God is first, family second, then work – the three things Fritznel keeps in mind in everything he does. We discuss differences in American and Haitian society. An optimist, he believes there is much more good than bad in the world. He shares how Haiti is viewed and sometimes misunderstood. The beauty of the culture is simplicity and meeting basic needs. It’s life quality over quantity, Fritznel explains. Music was a huge part of his childhood memories. His family would pray, sing and dance together, enjoying all sorts of music – just being happy together.
Todd asks if there are white people in Haiti. Less than 1%, Fritznel believes. He describes the mulleto (mixed race) person in Haitian culture relative to Haiti winning their independence in 1804. He shares that success has nothing to do with race, but instead effort and personal achievement. Faith is a huge part of everything he does in life and shares that people in Haiti are very religious (Catholic, followed by Protestant). Fritznel shares that the beauty of Haiti far overshadows the dangers people think of.
Fritznel shares that he has never experienced racism in his life as a person of color. Todd believes this is refreshing and unique. Fritznel shares that racism is a mindset gained over time through perception – and becomes a way of life, if not carefully kept in check. We discuss how racism can be eliminated through education and keeping a balanced mind. We grow and learn through our differences and the presence of God in life. Fritznel shares that he believes that social media and other distractions move us away from old-school values and experiences.
We discuss the Haitian Slave Revolution in 1492 and the power of unity among the people who fought and won this important historic battle against forced labor, slavery, and other terrible conditions imposed by the colonists invading the already populated area. The slaves rebelled, organized, and defeated the colonists trying to change their way of life and enslave them. Todd shares that he is a direct ancestor of Napoleon Bonaparte (who invaded Haiti in the revolution). The final battle was waged in 1803 against the Napoleonic French Army and the slaves won their freedom. Fritznel shares how this experience shaped Haitian culture over time.

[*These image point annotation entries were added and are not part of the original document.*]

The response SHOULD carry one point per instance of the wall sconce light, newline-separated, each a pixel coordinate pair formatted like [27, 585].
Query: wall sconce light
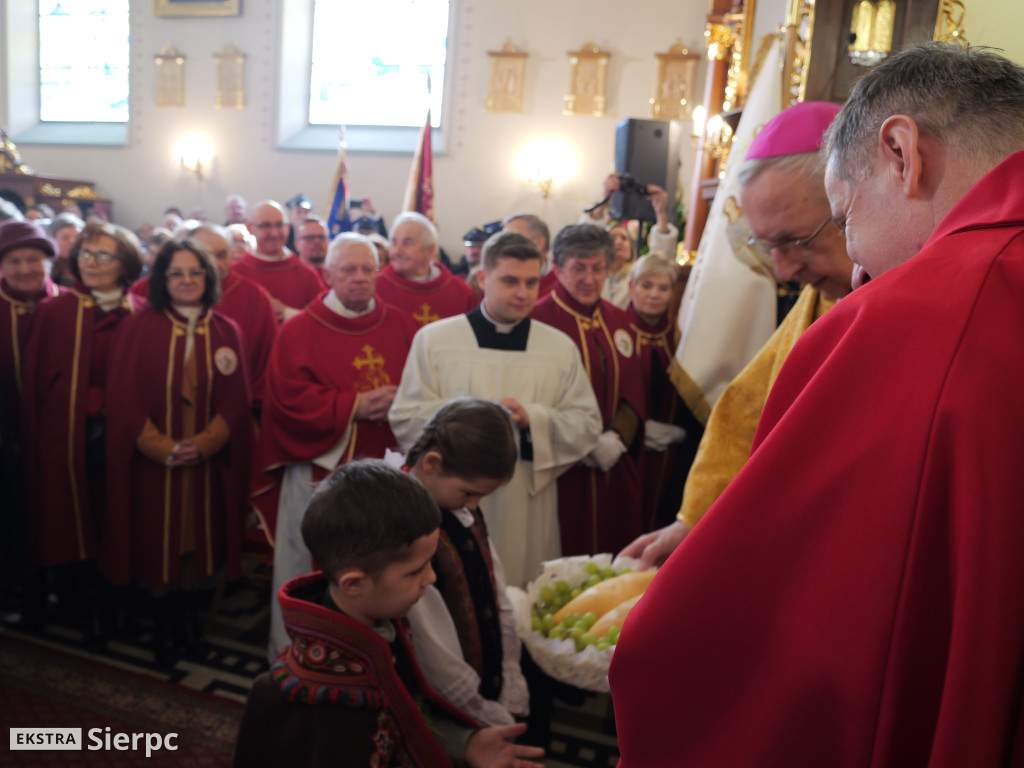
[871, 32]
[194, 153]
[545, 162]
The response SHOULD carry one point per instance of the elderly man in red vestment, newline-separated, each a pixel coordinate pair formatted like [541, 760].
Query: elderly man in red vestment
[24, 286]
[333, 375]
[291, 283]
[532, 226]
[599, 500]
[415, 281]
[856, 595]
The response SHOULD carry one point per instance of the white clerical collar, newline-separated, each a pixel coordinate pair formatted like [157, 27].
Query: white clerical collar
[334, 304]
[434, 272]
[109, 300]
[502, 328]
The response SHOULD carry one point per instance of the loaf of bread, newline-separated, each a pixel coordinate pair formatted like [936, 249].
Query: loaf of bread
[606, 595]
[613, 617]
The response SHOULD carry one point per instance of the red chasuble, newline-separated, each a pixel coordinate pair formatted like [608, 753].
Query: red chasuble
[320, 364]
[600, 511]
[656, 345]
[291, 281]
[16, 311]
[150, 502]
[548, 283]
[65, 377]
[856, 595]
[249, 305]
[443, 296]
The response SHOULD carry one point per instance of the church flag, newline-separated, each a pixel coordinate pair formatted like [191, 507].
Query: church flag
[337, 211]
[728, 307]
[420, 188]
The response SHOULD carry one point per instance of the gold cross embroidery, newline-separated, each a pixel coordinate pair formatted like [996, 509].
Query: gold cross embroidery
[425, 315]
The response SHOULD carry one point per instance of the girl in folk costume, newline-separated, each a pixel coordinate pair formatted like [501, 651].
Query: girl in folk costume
[463, 630]
[64, 413]
[650, 286]
[181, 438]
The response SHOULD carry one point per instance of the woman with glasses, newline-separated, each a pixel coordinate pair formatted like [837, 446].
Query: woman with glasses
[65, 396]
[180, 438]
[651, 281]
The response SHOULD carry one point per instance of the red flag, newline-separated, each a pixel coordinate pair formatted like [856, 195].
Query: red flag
[420, 188]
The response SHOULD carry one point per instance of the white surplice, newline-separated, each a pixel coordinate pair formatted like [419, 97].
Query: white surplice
[550, 382]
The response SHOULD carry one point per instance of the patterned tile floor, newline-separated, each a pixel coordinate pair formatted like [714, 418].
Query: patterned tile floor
[582, 729]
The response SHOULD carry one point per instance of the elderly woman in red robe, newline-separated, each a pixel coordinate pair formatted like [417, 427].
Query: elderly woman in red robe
[181, 439]
[650, 285]
[64, 414]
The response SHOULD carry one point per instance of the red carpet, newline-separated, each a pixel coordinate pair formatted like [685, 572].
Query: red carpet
[43, 687]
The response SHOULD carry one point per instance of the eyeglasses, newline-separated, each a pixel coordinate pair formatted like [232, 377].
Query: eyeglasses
[801, 243]
[177, 276]
[101, 257]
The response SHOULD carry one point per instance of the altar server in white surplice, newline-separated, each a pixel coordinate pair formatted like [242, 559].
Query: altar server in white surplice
[497, 352]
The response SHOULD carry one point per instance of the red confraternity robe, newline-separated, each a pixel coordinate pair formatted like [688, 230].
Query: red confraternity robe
[443, 296]
[855, 598]
[65, 381]
[320, 365]
[156, 513]
[656, 345]
[16, 311]
[291, 281]
[600, 511]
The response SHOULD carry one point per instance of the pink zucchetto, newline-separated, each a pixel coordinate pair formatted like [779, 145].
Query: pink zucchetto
[795, 130]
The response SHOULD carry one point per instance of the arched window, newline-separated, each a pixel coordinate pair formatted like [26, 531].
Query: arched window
[367, 66]
[83, 60]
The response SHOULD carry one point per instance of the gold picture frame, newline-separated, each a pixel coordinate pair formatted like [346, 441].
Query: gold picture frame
[508, 70]
[588, 81]
[197, 7]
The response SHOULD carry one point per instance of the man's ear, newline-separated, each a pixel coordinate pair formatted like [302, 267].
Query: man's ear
[899, 144]
[351, 582]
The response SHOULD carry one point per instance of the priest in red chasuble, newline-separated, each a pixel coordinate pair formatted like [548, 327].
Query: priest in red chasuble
[334, 372]
[599, 500]
[291, 283]
[415, 281]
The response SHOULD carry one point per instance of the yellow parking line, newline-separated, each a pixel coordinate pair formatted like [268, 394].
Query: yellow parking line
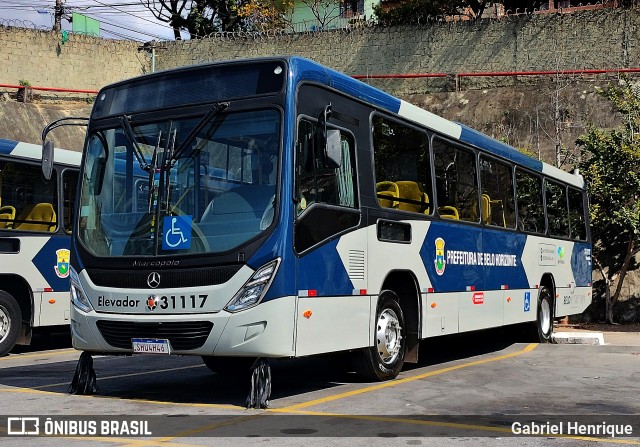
[37, 354]
[128, 442]
[143, 373]
[487, 428]
[204, 428]
[391, 383]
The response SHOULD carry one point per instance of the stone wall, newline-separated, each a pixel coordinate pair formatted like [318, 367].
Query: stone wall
[604, 39]
[81, 63]
[601, 39]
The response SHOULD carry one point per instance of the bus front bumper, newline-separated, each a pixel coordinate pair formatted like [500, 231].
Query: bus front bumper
[266, 330]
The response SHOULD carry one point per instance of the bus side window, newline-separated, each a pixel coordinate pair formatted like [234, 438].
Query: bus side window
[530, 205]
[577, 215]
[31, 201]
[320, 183]
[498, 207]
[402, 165]
[70, 184]
[557, 211]
[456, 184]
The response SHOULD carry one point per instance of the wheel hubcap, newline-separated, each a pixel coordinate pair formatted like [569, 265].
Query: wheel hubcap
[545, 317]
[5, 323]
[388, 336]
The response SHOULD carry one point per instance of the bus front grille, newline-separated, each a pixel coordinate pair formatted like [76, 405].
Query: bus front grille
[138, 279]
[183, 336]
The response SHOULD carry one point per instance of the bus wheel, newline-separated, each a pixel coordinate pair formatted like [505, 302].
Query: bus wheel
[228, 366]
[544, 318]
[385, 359]
[10, 322]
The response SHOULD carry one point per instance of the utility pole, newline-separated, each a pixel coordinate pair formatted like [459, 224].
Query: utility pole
[57, 15]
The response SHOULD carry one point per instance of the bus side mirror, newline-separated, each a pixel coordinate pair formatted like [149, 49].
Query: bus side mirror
[333, 149]
[47, 159]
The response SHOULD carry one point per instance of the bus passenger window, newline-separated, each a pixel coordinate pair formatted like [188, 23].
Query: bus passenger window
[530, 207]
[28, 203]
[403, 173]
[557, 212]
[497, 199]
[321, 183]
[456, 185]
[577, 215]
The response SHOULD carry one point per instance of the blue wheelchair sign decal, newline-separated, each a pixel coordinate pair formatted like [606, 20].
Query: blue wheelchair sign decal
[176, 232]
[527, 301]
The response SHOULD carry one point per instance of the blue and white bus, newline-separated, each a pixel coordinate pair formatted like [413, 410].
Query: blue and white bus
[286, 210]
[36, 218]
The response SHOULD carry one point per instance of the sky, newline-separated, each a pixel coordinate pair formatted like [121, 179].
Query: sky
[119, 19]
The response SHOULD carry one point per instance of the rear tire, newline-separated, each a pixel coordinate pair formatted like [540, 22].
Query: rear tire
[10, 322]
[541, 330]
[544, 315]
[385, 359]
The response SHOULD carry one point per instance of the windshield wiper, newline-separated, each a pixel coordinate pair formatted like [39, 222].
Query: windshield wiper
[126, 126]
[166, 166]
[152, 199]
[217, 108]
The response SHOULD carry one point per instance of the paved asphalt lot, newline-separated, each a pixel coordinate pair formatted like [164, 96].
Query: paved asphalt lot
[467, 390]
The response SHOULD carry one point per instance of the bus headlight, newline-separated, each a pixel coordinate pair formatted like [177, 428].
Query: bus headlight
[78, 297]
[254, 289]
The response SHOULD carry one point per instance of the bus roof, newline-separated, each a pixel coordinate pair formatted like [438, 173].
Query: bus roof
[302, 69]
[307, 70]
[34, 152]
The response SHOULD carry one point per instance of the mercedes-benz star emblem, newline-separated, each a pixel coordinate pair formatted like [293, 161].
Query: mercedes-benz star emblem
[153, 280]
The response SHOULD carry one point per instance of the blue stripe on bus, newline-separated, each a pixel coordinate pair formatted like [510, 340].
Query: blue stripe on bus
[479, 139]
[46, 262]
[471, 258]
[306, 70]
[7, 146]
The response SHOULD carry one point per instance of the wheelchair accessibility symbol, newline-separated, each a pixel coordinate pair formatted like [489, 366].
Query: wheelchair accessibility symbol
[527, 301]
[176, 232]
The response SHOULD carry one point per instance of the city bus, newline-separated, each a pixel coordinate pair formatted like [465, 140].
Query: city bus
[276, 208]
[36, 218]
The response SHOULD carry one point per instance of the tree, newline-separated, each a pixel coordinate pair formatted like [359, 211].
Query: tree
[263, 15]
[199, 17]
[611, 167]
[168, 11]
[324, 11]
[413, 12]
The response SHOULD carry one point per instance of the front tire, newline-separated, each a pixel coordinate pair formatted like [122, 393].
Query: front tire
[10, 322]
[228, 366]
[385, 359]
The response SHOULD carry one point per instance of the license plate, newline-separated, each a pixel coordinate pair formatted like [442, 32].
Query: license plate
[150, 346]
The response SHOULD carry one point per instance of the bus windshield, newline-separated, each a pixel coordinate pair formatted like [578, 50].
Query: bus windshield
[181, 185]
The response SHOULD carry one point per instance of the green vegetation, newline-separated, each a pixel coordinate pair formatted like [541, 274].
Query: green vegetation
[611, 168]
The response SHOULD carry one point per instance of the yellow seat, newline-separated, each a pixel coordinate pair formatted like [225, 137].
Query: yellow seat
[448, 212]
[486, 209]
[387, 192]
[38, 217]
[417, 200]
[7, 215]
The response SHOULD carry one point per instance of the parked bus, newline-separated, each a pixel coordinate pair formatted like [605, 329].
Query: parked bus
[35, 228]
[286, 210]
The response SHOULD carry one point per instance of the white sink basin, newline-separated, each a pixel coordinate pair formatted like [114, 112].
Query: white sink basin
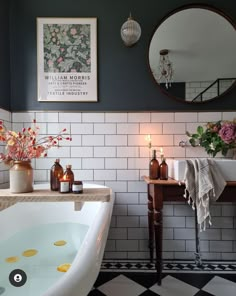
[227, 168]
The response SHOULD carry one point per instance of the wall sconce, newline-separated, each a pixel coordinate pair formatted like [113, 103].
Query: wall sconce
[130, 32]
[165, 68]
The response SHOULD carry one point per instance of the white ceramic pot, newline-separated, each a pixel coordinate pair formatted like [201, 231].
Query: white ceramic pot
[21, 177]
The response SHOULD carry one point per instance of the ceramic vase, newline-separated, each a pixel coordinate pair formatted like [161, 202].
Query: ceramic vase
[21, 177]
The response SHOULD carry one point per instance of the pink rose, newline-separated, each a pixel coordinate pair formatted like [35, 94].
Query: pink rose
[60, 59]
[228, 132]
[73, 31]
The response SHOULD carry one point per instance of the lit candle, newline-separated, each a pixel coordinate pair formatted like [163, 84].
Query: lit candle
[64, 185]
[161, 153]
[149, 139]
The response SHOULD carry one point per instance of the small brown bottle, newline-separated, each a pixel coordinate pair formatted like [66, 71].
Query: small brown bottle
[69, 175]
[164, 170]
[154, 167]
[56, 174]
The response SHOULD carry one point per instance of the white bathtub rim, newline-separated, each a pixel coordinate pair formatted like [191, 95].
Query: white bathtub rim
[91, 248]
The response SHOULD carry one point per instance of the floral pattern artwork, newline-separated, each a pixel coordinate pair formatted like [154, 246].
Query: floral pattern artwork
[67, 48]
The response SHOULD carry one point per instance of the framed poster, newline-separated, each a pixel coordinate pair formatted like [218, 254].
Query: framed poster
[67, 59]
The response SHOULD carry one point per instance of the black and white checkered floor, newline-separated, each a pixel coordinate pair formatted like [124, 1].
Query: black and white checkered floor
[131, 282]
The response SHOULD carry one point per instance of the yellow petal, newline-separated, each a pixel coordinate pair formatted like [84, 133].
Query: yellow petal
[12, 259]
[64, 267]
[29, 253]
[60, 243]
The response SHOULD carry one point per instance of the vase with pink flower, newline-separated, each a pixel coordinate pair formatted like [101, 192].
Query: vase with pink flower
[21, 148]
[217, 137]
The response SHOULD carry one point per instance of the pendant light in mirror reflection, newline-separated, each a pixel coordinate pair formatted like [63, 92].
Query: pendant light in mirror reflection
[130, 32]
[165, 68]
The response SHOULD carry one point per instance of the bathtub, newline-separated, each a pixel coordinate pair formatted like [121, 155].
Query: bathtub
[43, 278]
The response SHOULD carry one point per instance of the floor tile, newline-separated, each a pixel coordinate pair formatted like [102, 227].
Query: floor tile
[121, 286]
[96, 293]
[104, 277]
[171, 287]
[219, 286]
[194, 279]
[203, 293]
[149, 293]
[230, 277]
[145, 279]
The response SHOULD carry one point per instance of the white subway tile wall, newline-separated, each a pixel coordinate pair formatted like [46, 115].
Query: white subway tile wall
[111, 149]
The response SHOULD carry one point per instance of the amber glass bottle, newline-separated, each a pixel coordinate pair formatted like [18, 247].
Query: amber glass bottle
[56, 174]
[163, 170]
[69, 175]
[154, 167]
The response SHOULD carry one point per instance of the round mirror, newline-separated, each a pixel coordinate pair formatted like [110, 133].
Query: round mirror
[192, 54]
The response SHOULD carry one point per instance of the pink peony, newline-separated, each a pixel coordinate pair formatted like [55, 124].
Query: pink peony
[228, 132]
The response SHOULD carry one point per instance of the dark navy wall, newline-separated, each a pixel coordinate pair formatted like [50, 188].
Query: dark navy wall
[4, 56]
[123, 75]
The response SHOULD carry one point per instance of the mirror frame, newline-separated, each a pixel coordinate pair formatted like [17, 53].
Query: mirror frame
[179, 9]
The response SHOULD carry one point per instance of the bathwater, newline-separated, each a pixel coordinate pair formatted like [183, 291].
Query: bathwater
[43, 252]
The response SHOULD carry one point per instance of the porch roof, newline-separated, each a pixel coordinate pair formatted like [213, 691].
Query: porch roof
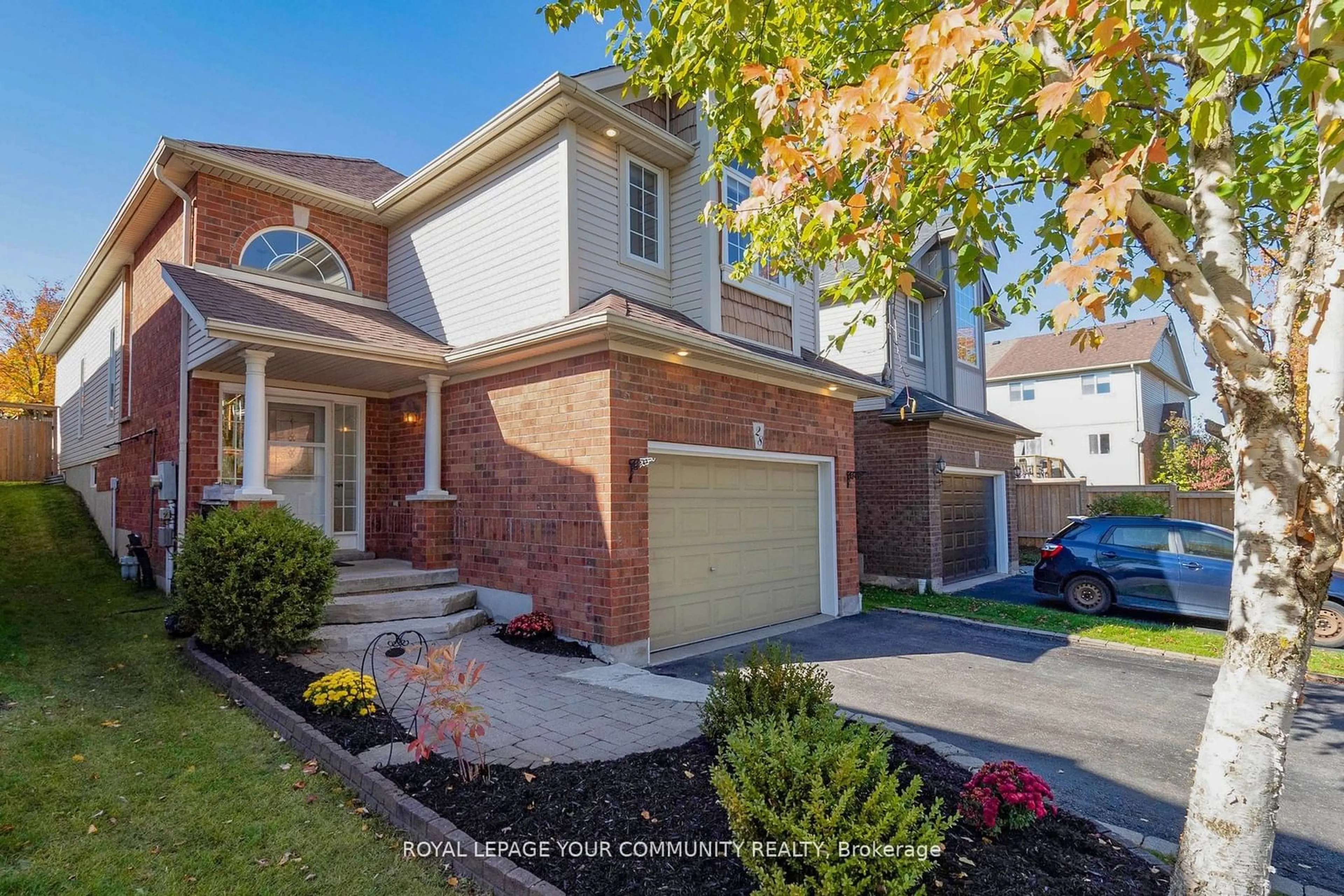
[252, 312]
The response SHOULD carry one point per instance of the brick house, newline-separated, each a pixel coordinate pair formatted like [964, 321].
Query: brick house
[934, 467]
[526, 360]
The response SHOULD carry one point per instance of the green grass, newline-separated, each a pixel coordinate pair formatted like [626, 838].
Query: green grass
[1144, 635]
[124, 773]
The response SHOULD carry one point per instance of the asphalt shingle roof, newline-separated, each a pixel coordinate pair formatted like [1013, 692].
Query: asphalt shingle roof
[361, 178]
[303, 313]
[1123, 343]
[677, 322]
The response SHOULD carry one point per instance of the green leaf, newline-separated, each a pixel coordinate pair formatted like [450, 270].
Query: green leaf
[1206, 121]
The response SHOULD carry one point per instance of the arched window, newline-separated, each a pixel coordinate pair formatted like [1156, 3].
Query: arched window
[294, 253]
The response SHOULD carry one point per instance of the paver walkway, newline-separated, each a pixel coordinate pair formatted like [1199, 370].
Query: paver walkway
[539, 717]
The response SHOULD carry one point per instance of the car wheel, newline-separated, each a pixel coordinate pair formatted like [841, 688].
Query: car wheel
[1330, 625]
[1088, 594]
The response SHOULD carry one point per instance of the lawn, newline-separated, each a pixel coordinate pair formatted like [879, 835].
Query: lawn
[1144, 635]
[121, 771]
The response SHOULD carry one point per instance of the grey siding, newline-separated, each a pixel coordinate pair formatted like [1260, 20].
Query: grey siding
[487, 262]
[89, 419]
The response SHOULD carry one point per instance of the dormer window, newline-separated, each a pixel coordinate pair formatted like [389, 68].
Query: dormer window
[298, 254]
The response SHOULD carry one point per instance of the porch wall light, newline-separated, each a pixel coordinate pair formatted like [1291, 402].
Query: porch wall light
[639, 464]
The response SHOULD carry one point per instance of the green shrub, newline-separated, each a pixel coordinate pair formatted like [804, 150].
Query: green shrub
[820, 781]
[772, 683]
[253, 578]
[1129, 504]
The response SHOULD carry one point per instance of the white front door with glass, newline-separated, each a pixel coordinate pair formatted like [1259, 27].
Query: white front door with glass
[314, 459]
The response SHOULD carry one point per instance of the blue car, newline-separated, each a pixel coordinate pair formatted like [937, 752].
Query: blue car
[1154, 563]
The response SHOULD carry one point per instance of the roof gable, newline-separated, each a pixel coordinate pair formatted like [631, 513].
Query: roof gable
[1123, 343]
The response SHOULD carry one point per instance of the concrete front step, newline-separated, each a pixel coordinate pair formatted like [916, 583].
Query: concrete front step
[350, 609]
[341, 639]
[373, 577]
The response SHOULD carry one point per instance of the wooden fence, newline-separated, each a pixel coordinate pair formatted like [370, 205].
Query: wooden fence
[1045, 506]
[27, 448]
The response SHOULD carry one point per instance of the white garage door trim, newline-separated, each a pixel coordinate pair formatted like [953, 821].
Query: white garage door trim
[1000, 511]
[830, 585]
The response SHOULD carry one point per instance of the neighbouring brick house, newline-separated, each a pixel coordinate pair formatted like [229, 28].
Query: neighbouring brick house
[472, 367]
[934, 467]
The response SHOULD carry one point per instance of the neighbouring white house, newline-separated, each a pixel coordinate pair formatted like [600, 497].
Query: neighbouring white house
[1101, 410]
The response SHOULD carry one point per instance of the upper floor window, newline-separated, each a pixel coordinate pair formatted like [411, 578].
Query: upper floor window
[915, 328]
[737, 190]
[644, 189]
[1096, 383]
[294, 253]
[968, 323]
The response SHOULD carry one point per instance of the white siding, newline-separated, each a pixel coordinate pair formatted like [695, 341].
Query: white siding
[1065, 418]
[597, 222]
[88, 422]
[201, 348]
[1156, 393]
[487, 262]
[1166, 359]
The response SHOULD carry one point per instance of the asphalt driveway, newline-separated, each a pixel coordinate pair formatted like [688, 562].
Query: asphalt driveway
[1115, 733]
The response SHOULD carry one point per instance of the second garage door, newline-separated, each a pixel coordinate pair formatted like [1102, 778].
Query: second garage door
[968, 527]
[733, 546]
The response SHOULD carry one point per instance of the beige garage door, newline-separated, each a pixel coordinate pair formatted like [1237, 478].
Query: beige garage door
[733, 546]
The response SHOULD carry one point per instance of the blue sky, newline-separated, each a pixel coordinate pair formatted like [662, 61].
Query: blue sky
[88, 88]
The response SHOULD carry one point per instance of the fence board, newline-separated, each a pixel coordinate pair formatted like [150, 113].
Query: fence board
[26, 449]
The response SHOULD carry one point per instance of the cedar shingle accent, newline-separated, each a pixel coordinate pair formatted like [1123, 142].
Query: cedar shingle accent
[757, 319]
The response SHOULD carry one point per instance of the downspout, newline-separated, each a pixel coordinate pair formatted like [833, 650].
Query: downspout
[170, 550]
[1139, 417]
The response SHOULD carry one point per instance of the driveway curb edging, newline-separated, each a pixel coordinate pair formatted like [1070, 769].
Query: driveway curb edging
[1077, 640]
[379, 795]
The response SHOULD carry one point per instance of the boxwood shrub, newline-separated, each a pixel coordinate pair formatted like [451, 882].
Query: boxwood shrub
[773, 683]
[254, 578]
[823, 782]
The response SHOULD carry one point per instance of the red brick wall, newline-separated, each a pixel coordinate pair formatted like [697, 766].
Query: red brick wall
[394, 467]
[538, 460]
[154, 371]
[899, 506]
[229, 214]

We wrap up talking about cultural differences with smoking, drugs, marijuana, and music. Haiti is a melting pot of different cultures, which contributes to it’s rich diversity and cultural experience. Fritznel recently published a book “Haiti: Between Pestilence and Hope” which explores the culture in a real and raw way from his personal experience. Todd talks about his cousin Carolle Jean Murat, who is also an activist for the Haitian people. Haitians believe in community and group support. God is the key.